Наверное, не стоит слишком печалиться по поводу недостачи милосердия в современных пьесах — в переводе на язык эстетических категорий милосердие называется сентиментальностью, а ее и у Петрушевской, к счастью, немного. Главное различие видится в ином: большинство «новых драматургов» взяли у Петрушевской бытовой абсурдизм и трансгрессию (языковую и поведенческую), «позабыв» или не сумев воспринять виртуозную языковую игру, что, конечно же, сильно обеднило смысл заимствований.

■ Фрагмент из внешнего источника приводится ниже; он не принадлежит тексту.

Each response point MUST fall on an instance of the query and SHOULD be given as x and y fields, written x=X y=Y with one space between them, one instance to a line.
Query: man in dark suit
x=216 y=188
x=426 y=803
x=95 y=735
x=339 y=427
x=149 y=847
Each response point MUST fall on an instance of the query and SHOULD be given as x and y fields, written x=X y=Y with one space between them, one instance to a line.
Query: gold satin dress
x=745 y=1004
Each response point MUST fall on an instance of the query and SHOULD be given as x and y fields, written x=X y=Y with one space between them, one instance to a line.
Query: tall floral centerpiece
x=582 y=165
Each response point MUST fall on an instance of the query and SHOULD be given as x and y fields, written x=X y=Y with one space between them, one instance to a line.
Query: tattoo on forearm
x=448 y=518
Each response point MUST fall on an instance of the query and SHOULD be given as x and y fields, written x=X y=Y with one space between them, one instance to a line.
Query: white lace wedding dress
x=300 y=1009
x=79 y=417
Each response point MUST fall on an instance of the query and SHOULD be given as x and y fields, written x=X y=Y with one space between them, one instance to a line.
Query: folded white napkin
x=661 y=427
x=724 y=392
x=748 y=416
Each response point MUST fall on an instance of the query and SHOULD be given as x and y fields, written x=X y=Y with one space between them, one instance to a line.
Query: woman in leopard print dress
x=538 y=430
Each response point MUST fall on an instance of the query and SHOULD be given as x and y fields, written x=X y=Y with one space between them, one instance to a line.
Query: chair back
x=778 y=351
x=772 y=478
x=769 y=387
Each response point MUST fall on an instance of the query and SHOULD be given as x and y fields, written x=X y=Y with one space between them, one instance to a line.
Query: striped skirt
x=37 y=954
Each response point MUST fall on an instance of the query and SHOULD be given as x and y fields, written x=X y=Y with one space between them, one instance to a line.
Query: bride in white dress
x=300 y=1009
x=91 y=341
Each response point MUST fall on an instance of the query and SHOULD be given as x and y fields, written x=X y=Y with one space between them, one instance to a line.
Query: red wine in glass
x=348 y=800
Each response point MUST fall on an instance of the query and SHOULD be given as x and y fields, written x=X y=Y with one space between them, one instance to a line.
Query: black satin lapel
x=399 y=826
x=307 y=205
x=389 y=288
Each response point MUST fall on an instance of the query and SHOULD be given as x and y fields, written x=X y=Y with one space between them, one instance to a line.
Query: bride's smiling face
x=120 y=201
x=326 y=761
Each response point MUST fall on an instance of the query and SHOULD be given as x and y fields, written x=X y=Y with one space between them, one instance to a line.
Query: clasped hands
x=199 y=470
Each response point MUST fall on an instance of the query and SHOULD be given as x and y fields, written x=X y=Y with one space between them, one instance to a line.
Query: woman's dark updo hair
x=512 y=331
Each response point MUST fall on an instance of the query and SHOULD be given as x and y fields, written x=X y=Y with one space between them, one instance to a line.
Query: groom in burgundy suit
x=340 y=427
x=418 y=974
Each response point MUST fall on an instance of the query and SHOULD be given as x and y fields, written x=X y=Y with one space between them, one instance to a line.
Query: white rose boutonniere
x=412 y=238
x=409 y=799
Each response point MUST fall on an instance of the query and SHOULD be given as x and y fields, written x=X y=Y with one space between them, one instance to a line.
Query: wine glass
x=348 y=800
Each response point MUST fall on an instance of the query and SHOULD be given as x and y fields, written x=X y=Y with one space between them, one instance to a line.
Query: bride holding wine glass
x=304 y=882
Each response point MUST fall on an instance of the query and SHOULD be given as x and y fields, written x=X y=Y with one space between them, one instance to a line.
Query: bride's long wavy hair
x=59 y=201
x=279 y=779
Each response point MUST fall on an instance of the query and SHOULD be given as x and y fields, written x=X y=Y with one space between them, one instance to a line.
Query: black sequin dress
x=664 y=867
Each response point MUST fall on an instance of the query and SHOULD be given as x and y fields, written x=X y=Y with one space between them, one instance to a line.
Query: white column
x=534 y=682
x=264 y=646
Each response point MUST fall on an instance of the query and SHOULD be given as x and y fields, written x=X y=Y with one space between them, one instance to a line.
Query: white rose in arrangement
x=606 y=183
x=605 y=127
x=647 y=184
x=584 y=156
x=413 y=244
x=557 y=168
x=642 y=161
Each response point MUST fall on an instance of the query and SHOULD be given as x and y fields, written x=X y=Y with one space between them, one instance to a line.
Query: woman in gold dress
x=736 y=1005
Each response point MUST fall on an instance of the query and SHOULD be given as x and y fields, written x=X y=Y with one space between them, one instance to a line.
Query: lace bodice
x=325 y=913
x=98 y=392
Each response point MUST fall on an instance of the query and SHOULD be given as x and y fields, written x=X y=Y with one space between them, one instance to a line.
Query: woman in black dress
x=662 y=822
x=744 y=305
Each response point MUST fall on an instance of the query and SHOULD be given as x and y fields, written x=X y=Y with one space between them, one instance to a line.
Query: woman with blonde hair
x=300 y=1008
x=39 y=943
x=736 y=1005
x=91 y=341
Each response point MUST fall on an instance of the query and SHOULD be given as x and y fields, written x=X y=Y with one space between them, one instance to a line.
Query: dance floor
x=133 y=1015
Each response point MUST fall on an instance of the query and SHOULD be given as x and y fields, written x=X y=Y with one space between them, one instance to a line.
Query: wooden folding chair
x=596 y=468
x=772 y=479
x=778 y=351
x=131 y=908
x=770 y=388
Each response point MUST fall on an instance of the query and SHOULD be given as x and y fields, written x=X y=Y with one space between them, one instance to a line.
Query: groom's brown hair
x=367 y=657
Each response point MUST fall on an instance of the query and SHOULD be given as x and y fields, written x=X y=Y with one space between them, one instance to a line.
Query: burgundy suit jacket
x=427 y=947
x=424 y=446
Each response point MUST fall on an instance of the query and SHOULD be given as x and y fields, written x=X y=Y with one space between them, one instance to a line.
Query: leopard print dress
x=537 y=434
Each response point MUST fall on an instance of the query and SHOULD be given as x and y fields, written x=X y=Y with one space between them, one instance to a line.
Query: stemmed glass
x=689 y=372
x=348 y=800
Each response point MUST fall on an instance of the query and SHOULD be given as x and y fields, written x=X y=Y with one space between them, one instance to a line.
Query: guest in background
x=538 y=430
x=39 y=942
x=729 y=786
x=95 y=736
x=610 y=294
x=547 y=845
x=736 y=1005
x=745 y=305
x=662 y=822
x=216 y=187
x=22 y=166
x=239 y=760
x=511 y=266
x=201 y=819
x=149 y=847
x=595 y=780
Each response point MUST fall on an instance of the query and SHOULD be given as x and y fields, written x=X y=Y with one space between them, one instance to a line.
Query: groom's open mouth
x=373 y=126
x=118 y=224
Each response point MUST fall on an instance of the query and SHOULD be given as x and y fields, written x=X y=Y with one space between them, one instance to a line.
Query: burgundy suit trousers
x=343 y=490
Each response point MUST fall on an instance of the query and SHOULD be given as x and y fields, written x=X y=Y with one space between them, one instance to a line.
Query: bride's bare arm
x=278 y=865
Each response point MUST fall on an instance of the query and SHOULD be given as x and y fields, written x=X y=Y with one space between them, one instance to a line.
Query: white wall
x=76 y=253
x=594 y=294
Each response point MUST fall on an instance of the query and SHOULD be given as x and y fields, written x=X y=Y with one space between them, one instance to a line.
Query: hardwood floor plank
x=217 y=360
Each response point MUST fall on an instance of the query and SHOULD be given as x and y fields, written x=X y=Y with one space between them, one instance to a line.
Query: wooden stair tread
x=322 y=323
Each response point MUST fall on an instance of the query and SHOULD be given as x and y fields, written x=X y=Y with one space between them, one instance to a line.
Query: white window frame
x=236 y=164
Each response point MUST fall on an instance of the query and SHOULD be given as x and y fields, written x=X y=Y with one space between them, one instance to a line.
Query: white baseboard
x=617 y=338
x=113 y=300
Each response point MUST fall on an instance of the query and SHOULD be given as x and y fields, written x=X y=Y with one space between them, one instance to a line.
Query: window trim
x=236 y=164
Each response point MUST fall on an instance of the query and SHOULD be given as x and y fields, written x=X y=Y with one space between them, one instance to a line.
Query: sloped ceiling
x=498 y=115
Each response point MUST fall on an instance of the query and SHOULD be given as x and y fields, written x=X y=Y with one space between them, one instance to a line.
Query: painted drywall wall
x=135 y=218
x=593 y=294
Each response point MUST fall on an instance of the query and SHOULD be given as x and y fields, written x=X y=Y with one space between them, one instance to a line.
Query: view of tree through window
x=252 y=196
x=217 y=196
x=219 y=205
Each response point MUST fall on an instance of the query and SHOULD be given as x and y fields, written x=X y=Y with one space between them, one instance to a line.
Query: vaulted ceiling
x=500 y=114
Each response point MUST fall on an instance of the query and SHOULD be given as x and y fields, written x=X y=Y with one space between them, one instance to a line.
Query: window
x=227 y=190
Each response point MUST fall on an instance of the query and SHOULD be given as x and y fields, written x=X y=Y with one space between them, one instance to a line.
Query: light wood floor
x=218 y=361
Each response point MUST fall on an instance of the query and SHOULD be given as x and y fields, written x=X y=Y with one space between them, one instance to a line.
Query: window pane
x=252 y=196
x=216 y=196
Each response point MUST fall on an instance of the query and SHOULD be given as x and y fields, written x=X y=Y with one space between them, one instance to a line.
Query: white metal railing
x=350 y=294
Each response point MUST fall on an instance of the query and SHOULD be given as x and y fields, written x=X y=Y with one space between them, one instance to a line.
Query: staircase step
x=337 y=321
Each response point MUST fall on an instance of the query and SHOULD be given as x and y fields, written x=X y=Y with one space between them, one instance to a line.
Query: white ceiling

Посредниками между НД и Петрушевской стали драматурги, получившие известность в 1980-е годы: Нина Садур, Алексей Шипенко[1166], Михаил Волохов[1167]. В генезисе русского драматургического гипернатурализма особая роль принадлежит и пьесам Владимира Сорокина. В своих драмах Сорокин постепенно, не сразу, но все же нашел эффектные сценические эквиваленты языку насилия, разработанному в его прозе. В лучших из его пьес — «Щи», «Землянка», «Hochzeitreise» — языковые конфликты непосредственно переводятся в действие — то психопатологическое, то авантюрное; иногда это происходит так же, как и в прозе, путем буквализации языковых метафор, а иногда и гораздо более сложным образом, когда каждый герой в своем поведении воплощает определенный вариант разрушения дискурса. По этому же пути Сорокин пошел и в своей кинодраматургии (см., в частности, разбор фильма «Москва» в гл. 13) — недаром и фильм И. Хржановского «4», поставленный по сценарию писателя, органично вписывается в стилистические контексты НД[1168]. Короче говоря, именно Сорокин первым в современной драматургии понял обсценную лексику как дискурсивную метафору насилия, находящую наиболее непосредственное воплощение в театральном или кинематографическом действии; именно он репрезентировал «чернушную» социальную жестокость как драму языка в первую очередь. Кстати, не случайно и то, что в 2007 году по заказу Э. Боякова Сорокин написал специально для театра «Практика» пьесу «Капитал».